Slippage in Forex is when a non-limit order isn’t executed at the intended price. This is usually happening during times of high volatility and often during a news event. This would indicate a market condition and probably something that a Forex Broker has little control over. Then why do so many Forex Brokers make a claim they offer no slippage? No Slippage has become a marketable phrase used by brokers like ECN or STP.

In the United States, Forex Brokers are prohibited from claiming no slippage unless they can demonstrate that all orders on its platform were executed at the original price and no requotes were given. US Brokers are also prohibited from making any price adjustments ever if they want to make this claim. The fact that regulators in the US saw how much these claims were being made and instituted this rule back in 2012.
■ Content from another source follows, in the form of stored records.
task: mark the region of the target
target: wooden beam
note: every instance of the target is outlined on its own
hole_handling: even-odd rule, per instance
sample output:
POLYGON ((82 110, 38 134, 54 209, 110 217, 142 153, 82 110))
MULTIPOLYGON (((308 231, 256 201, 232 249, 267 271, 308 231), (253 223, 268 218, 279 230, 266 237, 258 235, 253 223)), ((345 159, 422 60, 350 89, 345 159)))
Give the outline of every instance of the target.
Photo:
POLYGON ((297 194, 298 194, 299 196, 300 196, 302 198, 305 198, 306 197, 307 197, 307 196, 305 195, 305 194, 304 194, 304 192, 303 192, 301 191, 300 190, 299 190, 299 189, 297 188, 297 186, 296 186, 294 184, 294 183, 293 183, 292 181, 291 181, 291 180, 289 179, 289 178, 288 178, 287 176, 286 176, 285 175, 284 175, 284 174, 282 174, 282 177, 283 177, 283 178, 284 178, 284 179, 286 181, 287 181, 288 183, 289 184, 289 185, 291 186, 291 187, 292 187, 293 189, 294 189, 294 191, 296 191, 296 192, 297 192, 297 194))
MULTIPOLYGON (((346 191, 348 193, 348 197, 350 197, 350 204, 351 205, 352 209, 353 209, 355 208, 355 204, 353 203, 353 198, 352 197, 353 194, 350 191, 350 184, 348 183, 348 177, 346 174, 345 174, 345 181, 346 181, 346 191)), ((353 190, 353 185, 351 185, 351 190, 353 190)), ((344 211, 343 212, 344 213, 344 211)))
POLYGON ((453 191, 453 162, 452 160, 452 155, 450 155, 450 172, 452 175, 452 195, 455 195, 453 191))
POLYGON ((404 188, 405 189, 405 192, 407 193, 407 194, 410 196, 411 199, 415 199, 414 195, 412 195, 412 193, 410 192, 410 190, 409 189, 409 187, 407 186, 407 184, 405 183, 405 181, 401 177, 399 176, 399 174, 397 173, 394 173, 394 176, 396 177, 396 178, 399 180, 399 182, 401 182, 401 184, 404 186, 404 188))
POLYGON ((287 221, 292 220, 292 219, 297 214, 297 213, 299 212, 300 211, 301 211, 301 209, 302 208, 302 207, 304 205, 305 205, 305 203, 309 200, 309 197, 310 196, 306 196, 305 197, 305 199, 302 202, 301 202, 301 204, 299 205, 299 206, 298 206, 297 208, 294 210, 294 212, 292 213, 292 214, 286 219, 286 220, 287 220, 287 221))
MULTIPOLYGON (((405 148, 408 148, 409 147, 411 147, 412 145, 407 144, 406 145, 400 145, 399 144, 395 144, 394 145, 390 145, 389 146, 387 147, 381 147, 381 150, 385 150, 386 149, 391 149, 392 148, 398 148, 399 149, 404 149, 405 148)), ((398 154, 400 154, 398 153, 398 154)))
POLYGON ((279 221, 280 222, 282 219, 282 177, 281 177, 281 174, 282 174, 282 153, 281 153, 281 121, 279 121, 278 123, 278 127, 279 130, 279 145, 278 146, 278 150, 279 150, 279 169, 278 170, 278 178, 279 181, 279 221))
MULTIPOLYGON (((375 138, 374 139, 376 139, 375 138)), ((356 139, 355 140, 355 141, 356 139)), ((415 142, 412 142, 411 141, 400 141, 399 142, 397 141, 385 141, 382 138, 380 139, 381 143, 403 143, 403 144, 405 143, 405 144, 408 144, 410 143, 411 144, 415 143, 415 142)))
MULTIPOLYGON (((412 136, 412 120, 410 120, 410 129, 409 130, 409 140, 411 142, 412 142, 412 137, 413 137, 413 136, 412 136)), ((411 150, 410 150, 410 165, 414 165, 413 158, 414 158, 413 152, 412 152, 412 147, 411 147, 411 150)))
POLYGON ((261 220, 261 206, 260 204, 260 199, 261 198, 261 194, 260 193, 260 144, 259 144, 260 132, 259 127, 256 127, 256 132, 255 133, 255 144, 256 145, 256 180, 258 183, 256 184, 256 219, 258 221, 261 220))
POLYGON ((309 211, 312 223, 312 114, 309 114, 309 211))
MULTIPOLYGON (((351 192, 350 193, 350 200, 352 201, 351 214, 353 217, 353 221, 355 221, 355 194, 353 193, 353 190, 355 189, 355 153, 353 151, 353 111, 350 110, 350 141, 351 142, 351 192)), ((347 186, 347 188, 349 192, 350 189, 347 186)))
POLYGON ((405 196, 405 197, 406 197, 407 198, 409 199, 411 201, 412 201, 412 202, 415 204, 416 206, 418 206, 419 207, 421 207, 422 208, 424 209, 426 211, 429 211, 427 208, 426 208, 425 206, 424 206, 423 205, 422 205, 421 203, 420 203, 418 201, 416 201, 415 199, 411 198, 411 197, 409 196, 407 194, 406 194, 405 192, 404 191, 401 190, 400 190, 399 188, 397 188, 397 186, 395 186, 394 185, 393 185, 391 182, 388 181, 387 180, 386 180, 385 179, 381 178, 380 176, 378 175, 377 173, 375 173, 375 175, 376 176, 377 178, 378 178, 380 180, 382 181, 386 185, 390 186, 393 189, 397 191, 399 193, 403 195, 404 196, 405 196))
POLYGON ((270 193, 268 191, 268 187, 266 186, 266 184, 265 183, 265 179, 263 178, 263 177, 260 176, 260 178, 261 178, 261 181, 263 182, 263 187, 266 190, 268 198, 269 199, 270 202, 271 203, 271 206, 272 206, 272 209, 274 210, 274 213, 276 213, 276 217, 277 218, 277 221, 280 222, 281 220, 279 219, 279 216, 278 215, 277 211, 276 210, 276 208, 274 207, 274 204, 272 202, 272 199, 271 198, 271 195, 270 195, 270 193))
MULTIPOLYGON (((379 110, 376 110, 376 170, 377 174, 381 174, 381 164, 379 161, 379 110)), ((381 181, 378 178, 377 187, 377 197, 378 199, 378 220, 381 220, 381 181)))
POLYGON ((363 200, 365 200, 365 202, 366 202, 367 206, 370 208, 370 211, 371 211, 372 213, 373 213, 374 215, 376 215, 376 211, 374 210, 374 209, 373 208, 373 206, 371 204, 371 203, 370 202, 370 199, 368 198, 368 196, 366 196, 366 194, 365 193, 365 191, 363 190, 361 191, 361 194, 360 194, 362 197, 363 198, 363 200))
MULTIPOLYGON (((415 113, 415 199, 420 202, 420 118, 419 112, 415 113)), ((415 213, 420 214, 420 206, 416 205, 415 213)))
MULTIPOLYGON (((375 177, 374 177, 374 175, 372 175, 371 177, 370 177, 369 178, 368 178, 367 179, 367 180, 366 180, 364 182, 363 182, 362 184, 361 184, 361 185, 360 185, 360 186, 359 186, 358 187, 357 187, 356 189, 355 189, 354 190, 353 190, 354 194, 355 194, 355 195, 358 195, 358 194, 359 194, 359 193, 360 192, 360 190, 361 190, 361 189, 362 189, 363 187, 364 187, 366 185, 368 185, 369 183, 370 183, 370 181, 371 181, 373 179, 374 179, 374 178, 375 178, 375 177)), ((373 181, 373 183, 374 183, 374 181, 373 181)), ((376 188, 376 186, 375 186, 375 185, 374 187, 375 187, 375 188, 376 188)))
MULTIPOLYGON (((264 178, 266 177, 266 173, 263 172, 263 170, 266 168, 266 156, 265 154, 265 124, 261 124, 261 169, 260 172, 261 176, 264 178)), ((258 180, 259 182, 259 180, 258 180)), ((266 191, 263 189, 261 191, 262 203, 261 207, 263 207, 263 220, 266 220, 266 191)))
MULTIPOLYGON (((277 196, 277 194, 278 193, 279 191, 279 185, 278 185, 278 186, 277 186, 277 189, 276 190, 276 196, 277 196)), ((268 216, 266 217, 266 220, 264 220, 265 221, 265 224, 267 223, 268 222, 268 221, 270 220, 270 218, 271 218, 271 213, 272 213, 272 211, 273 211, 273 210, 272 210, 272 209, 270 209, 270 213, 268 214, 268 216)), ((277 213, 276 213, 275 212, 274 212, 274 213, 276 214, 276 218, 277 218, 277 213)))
Some brokers are very transparent about slippage and the fact that they have little or no control over it. Pepperstone is one of those that mention as an ECN broker they have no control over slippage, and when it occurs, it is the result of a lack of liquidity or a bank pulling away https://pepperstone.com/en/support/about-trading/slippage. That is why many of these brokers will “guarantee” stop or conditional orders.

One thing that is often overlooked is that slippage can also be in favor of the customer. The problem was in the past some brokers would never allow the client to benefit from the positive slippage or price improvement. There are now some brokers that see the benefits of offering their clients price improvements. Forex.com lists their execution statistics including the average price improvement per limit order and the percentage of limit order that have price improvement https://www.forex.com/en-us/trading/pricing-fees/execution-scorecard/.

It demonstrates that it is in the interest of brokers to be transparent with the public when it comes to issues like slippage and trade execution.